When the U.S. tanks rolled through April 7, thousands of soldiers conscripts, Republican Guards, Special Republican Guards and fedayeen ran for their lives. They peeled off their uniforms, helmets and boots, and tossed aside their weapons.
It's all still there in the bunkers and on the sidewalks, a tangle of poorly sewn wool trousers and jackets, thin-skinned green helmets, bulk sale combat boots, and snapshots of girlfriends and wives and school chums. Souvenir hunters can still find copious supplies of Special Republican Guard berets with the metal eagle insignia still attached.
Files, ledgers, logbooks
The Baath Party and Republican Guard elite who fled seemed to have stripped their mansions and palaces of many incriminating documents, but they didn't take everything. They left files, ledgers, logbooks, diaries, journals, manuals, photographs and reams of boilerplate announcements, regulations and official declarations.
Ordinary Baghdad residents, who looted portions of the palace complex for about a day before U.S. soldiers took firm control, also left these "accoutrements" of the Hussein regime.
Men including Chief Warrant Officer Steven Walker, a military counterintelligence specialist, are poking through it now, along with teams of Special Forces soldiers and groups the soldiers refer to as OGAs - Other Government Agencies such as the CIA and FBI.
"You really have to sift through a lot of stuff to find something of value, but it's there," Walker said.
From the detritus comes clues to the character of a conflicted regime.
At a spa where photos of Hussein and his sons grace the walls, a desk apparently used by Odai Hussein contains luxury car descriptions downloaded from Yahoo for an Aston Martin V-12 sports car priced at $231,260 and a $77,850 Mercedes-Benz. Next to it is another Yahoo page of Quranic verses titled "The Importance of Being Truthful."
'Saddam's love shack'
A split-level house on the palace grounds, nicknamed "Saddam's love shack" by U.S. troops even though no evidence exists that Hussein ever stayed there, is decorated in 1970s disco: brown shag carpet, Naugahyde bean bag chairs, smoked bedroom mirrors. The cassette tape player featured "The Bee Gees Greatest Hits Vol. II" and "Disco Festival '85."
In a sunken bar were bottles of Johnny Walker, Otard cognac and Seguin French brandy. The shower slippers were hot pink plastic. The trash cans were heart-shaped. The sunken garden was studded with plastic ferns.

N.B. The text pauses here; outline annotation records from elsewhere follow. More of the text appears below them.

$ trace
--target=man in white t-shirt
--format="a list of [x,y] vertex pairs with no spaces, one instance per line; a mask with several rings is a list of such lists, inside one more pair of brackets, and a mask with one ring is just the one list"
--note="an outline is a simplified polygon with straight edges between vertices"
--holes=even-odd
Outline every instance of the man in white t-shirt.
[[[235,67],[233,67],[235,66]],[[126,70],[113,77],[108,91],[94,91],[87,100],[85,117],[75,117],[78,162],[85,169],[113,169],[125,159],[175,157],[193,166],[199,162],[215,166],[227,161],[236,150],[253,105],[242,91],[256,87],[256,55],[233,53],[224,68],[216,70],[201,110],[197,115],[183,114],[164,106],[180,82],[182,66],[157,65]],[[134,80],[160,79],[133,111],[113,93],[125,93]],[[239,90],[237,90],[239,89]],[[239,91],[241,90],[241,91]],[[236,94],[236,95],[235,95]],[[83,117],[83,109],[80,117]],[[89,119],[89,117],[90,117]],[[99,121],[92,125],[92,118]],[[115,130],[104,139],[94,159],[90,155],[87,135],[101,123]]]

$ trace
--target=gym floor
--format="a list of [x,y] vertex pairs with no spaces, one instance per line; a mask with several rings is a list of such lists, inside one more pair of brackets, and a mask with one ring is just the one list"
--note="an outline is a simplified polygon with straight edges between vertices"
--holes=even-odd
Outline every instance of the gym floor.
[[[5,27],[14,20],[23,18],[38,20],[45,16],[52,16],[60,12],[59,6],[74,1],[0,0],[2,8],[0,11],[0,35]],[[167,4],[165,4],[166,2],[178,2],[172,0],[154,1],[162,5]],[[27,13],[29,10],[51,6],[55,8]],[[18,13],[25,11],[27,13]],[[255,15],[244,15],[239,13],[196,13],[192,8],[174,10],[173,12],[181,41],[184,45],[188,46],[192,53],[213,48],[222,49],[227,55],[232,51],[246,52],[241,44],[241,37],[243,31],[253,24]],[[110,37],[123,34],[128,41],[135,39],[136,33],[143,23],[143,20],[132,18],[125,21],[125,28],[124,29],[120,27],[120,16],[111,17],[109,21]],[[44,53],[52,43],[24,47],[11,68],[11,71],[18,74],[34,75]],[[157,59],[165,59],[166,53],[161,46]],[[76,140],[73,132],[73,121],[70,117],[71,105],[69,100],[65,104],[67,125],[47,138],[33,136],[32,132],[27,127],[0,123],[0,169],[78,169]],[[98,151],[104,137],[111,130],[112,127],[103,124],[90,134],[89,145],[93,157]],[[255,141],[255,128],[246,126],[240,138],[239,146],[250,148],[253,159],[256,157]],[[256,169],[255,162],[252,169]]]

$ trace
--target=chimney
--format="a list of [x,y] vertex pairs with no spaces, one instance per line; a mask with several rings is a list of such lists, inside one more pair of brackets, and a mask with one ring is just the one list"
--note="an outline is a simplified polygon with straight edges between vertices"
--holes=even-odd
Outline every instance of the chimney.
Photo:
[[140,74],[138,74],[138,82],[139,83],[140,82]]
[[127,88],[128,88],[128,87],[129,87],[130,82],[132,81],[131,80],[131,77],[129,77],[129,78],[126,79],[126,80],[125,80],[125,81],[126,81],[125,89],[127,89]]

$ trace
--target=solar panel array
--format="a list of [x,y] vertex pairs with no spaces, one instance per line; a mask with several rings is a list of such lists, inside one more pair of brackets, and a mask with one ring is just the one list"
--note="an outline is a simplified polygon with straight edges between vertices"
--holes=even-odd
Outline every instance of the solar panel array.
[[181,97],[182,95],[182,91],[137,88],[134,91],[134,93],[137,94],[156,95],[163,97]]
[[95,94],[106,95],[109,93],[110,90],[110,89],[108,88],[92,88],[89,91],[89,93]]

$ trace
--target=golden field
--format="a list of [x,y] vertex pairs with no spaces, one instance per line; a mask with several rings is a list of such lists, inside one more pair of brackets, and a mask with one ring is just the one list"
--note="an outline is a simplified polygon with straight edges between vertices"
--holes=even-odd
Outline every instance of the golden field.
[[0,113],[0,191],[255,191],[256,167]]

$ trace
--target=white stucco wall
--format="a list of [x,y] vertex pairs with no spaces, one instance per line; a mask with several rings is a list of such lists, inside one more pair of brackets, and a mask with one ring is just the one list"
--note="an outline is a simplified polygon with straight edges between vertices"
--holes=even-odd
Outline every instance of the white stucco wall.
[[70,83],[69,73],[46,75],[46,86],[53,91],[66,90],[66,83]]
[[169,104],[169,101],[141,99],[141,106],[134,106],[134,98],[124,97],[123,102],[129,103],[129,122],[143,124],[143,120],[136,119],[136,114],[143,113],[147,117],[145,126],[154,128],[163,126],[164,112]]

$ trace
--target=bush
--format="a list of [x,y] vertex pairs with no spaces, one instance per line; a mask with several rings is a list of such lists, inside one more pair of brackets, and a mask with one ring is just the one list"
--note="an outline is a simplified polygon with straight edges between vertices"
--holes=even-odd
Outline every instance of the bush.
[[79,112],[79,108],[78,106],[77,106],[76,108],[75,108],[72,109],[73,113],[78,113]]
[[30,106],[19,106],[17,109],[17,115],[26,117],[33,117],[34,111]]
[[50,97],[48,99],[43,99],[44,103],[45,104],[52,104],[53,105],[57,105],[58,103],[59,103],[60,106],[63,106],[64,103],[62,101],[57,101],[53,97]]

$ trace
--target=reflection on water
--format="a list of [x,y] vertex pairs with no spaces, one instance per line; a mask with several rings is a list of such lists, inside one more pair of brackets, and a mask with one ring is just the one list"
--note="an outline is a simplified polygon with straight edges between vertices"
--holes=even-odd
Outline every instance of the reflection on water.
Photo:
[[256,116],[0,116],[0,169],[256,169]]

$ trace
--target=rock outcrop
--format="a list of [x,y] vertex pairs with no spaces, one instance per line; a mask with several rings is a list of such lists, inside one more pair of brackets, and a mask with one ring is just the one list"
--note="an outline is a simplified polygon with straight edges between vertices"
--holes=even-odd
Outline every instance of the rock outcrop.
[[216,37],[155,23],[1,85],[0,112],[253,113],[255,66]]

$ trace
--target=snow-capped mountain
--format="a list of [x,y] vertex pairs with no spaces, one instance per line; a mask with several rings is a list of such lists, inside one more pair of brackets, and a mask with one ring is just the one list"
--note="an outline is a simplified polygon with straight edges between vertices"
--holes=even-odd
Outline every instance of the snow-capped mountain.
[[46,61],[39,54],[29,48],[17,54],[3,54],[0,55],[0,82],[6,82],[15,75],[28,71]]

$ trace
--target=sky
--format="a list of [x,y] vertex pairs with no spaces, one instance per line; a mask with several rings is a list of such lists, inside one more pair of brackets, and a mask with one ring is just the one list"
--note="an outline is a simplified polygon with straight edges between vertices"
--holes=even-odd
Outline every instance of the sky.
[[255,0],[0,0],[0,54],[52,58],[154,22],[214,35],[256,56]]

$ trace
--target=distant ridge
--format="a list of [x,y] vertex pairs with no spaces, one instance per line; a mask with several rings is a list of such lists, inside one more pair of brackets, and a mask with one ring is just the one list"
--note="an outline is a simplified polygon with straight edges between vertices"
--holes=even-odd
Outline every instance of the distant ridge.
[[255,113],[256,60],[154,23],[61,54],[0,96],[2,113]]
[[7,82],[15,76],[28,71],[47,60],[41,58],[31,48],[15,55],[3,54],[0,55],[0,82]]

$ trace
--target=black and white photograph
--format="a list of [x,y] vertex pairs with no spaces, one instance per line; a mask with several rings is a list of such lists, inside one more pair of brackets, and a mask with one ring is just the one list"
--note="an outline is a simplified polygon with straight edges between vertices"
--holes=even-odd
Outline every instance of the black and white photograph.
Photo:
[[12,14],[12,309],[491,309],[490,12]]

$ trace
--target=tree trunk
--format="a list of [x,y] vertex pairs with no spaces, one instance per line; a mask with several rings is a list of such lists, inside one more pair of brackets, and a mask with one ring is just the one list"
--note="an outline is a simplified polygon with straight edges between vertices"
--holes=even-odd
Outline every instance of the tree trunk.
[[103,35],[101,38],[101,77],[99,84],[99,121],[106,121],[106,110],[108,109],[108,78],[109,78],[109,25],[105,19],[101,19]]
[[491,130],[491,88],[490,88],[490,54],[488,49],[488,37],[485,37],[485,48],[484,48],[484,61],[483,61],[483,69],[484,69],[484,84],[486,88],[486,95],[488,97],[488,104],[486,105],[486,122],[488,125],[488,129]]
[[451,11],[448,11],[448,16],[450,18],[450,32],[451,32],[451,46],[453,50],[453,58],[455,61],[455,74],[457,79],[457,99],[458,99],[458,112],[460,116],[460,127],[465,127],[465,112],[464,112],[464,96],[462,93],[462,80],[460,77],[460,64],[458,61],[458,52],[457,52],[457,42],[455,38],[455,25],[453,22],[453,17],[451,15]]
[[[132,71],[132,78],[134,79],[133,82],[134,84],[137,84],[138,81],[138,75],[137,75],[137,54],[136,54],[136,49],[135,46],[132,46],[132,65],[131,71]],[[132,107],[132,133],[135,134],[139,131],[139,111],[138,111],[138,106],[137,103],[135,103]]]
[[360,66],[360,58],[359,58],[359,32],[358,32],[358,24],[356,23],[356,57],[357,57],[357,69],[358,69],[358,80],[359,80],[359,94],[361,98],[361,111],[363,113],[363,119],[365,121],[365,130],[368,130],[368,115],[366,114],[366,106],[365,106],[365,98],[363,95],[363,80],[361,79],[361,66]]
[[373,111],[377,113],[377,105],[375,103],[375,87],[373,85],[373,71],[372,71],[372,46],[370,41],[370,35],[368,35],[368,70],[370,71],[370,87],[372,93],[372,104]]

Yet in a glass credenza was elegant Chinese porcelain. There was also an entire set of English bone china emblazoned with the royal seal of the J.A.J. al-Sabah ruling family of Kuwait. Apparently it had been looted from Kuwait during the 1990 invasion and put on prominent display in a house whose walls bore fantasy paintings of full-busted women and muscular men in mullet haircuts slaying dragons and snakes with swords.